Tunes LLL/i386

Francois-Rene Rideau rideau@ens.fr
Thu, 4 Apr 1996 20:14:31 +0200 (MET DST)


>>    Anyway, we shall try to make most of the code independent from whatever
>> hack we use here, by systematically use access-macros,
>> both for read and for write.
>
> Yes, and preferably find a means to make it more of a mid-level
> construct, being a pointer to some object with a static structure stuck in
> front, as well as run-time, thread-specific/unique data/pointers.
> Presumably, the LLL compiler would use a tiny part of this (the static
> part), but HLL would be able to extend it, obviously with words defined
> for the purpose.  Sound good?
   Quite good.


>>>>[ESP as code pointer]
>>    ESP is fast. ESP as code means RET-based threading, [...]
> Ah, I see. I'll have to think about that a bit. Interesting idea, with
> "complicated" implications. As for modular coding: I'm still trying to
> figure out what kind of architecture to use, whether to go with a
> straight compiler, or use a threaded interpreter, and write a compiler
> afterwards.
   Also please see that RET-based means we either disable interrupts,
or copy/compile one-shot threaded code on stack, which is the main
disadvantage. However, this copying could be done by chunks,
which would reduce some other kind of overhead.
   Again, all these tricks should be hidden, whereever possible.


>>>>[shared stack/heap register]
> Sounds like you're talking about backwards growing heaps.

   Or upwards-growing stack ;) That is, both grow in the same direction,
as they share the same memory space.
(note: another mixed stack/heap can grow down from the other end...)

> So you're saying tangle the stack and the data together?
   Yes.

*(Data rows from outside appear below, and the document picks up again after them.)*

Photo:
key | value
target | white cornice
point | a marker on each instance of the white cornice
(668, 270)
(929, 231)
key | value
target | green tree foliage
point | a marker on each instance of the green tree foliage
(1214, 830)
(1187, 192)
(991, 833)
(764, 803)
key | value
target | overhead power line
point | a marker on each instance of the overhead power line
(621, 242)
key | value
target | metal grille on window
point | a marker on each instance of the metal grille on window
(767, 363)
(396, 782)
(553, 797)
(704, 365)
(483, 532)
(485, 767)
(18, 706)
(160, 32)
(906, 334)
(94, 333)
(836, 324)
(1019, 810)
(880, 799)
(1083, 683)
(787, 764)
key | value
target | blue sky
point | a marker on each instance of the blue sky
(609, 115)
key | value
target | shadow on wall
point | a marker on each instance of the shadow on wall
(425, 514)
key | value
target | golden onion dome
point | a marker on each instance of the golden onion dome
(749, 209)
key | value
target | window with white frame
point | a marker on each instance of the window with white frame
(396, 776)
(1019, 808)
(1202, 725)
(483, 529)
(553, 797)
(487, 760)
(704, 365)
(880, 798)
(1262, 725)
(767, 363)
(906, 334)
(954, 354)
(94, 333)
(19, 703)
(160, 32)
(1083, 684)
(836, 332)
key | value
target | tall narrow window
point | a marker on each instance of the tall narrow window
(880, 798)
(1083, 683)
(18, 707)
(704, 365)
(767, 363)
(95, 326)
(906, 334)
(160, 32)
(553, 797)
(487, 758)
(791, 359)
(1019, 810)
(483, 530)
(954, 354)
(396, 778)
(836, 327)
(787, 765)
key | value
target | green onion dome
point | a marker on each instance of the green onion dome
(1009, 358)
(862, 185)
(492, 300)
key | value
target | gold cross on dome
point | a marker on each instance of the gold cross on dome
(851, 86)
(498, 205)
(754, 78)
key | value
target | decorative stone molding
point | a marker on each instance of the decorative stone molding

At least, for usual HLL-linked code.
Not for real-time and/or interrupt-handling stuff.

> Won't that make the GC even harder to do?
   No, because there will be only one stack/heap space to lookup
instead of two (well, there can be other stacks and heaps elsewhere, too).

> I would have thought separation of data and stack would actually help.
   What would help the GC (but not the cache)
is to separate a data heap/stack from a pointer heap/stack.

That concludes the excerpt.